The structures within each TIMS peak of the GAG oligosaccharides still need to be elucidated. CID is a poor way to characterize GAG oligosaccharide sequences, as it primarily yields isomeric B and Y fragments and regularly results in sulfate loss. (24) This is further compounded due to a difficulty in sourcing pure standards that have not been derivatized (i.e., do not have natural mobilities due to linkers utilized for synthesis).

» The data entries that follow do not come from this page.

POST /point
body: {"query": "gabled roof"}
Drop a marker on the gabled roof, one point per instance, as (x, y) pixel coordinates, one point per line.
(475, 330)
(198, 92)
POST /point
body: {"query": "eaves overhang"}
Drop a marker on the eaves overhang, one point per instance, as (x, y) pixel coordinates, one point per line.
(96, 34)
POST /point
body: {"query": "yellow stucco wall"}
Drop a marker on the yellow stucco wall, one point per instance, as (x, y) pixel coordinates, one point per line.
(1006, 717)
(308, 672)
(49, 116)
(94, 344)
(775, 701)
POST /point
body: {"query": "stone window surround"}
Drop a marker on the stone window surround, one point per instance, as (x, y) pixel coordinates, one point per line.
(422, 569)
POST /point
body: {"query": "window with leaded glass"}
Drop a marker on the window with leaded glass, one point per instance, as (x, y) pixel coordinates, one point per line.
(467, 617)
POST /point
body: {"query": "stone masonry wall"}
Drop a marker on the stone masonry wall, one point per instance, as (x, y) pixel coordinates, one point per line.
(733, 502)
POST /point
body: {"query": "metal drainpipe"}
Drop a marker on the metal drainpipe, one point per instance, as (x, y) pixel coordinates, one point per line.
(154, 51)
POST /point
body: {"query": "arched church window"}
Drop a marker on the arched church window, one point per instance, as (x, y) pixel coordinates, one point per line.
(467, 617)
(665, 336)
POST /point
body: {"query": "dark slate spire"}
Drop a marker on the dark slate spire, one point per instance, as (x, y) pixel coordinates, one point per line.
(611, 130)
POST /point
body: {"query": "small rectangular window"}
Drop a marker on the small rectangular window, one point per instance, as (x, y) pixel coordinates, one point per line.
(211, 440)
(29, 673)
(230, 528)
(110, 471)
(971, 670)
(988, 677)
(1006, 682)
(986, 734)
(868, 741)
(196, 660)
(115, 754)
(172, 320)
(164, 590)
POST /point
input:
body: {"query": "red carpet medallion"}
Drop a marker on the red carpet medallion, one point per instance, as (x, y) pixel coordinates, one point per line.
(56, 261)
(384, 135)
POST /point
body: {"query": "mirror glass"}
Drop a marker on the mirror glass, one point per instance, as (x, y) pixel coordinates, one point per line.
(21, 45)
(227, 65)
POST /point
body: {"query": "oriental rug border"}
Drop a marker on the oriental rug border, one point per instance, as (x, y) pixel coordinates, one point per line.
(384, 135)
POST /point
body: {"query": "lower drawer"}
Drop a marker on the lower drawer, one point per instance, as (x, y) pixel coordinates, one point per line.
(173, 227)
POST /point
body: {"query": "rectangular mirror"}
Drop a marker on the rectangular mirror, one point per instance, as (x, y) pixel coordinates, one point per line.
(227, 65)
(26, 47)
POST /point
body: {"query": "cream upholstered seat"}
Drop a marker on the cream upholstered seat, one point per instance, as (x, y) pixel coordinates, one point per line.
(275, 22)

The presence of undersulfated oligosaccharides may be overrepresented due to the MALDI process, however, we do observe highly sulfated oligosaccharides (Figure 2Eiii, Table S1). It also seems that oligosaccharides analyzed from tissue are more heavily sodiated and hence may be more resistant to thermolabile sulfate loss. (35) Furthermore, if sulfate loss was a significant problem, then the spatial resolution of mass-separated species would not be achievable as shown in Figure 3A,B. We are able to observe distinct tissue regions that correlate to different GAG types and sequences, all of which can be observed in multiple ways through treatment with different enzymes. Changes in ion source either through the use of different matrices which are more sulfate protective or that require less laser power, or by moving to a softer ionization method (for GAGs) such as desorption electrospray ionization (DESI) (36) may yield a higher quantity of oligosaccharides with a higher DOS. This work in no way claims to accurately portray the entire sulfate composition of CS, DS, and HA in primate retina, but rather demonstrates the ability to release, detect, and profile CS, DS, and HA ions based on mass and mobility from tissue sections in a spatially resolved manner. Further work would be required to accurately and confidently characterize the sulfate composition of this and indeed any other tissue.